In preparation for the upcoming FOSDEM confrerence, organizers have posted interviews with Jonathan Corbet, author of the reference book “Writing Linux Device Drivers” and Denis Oliver Kropp, one of the main developers for the DirectFB project, two of the planned participants.
Two Interviews at FOSDEM
2003-12-30 Open Source 4 Comments
Back in 2001 I decided not to install another linux distro on my PII 333 until X was replaced by something far more lightweight. KDE and GNOME look nice in screenshots, but don’t make for a snappy system (on my machine). XFCE is cool, but still in my mind I know too much of the system resources are being chewed up by X. Frankly I was hoping DirectFB would the great X killer, but sadly I am mistaken. Are there any projects underway that could make for a desktop linux disto that has a lightweight, non-remoting (ie. not a client-server model) graphics display?
Well directfb will eventually allow you (and me 🙂 to get rid of xfree86, currently you can’t because unfortunately gnome and kde link directly to xlib and also because directfb is pretty much work in progress. However as soon as this changes there will be nothing stopping you from ditching xfree86.
Lets just end this right now.
“X” or “X11” is a PROTOCOL. The same protocol is shared between XFree86, DirectFB, and others.
What you dislike is “XFree86”, a certain implementation of that protocol, so please refer to it as such, because a protocol can not be slow.
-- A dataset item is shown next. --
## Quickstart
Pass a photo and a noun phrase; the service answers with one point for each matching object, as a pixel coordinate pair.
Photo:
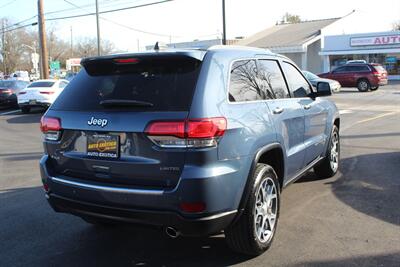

And there seems to be a lot of new XServer development recently. Mostly freedesktop.org’s XServer, which I’ve tried, and seems nice. And then Xouvert, which attempts to add much needed features to XFree86.
Thank you for clearing that up for me.
So, what you’re saying is that X (or X11 if you prefer) is a protocol, much like POP3, SMTP, HTTP, and FTP are protocols, and that instead of saying I don’t like X, I should say that I have been displeased with my past experience with XFree86?
Thank you also for mentioning those other XServer projects.
I’m curious. Are there people who think that X as a protocol is flawed, particularly for desktop system use? Are there alternative display protocols that represent a different model for how graphics are displayed? For example, what does (gulp) Windows use? Is it a client-server model designed for remote graphics (which X seems to be)? What about Mac OS X?
I am now looking to see how Mac OS X specifies it’s display protocol – the implimentation of which appears to be called ‘Quartz’.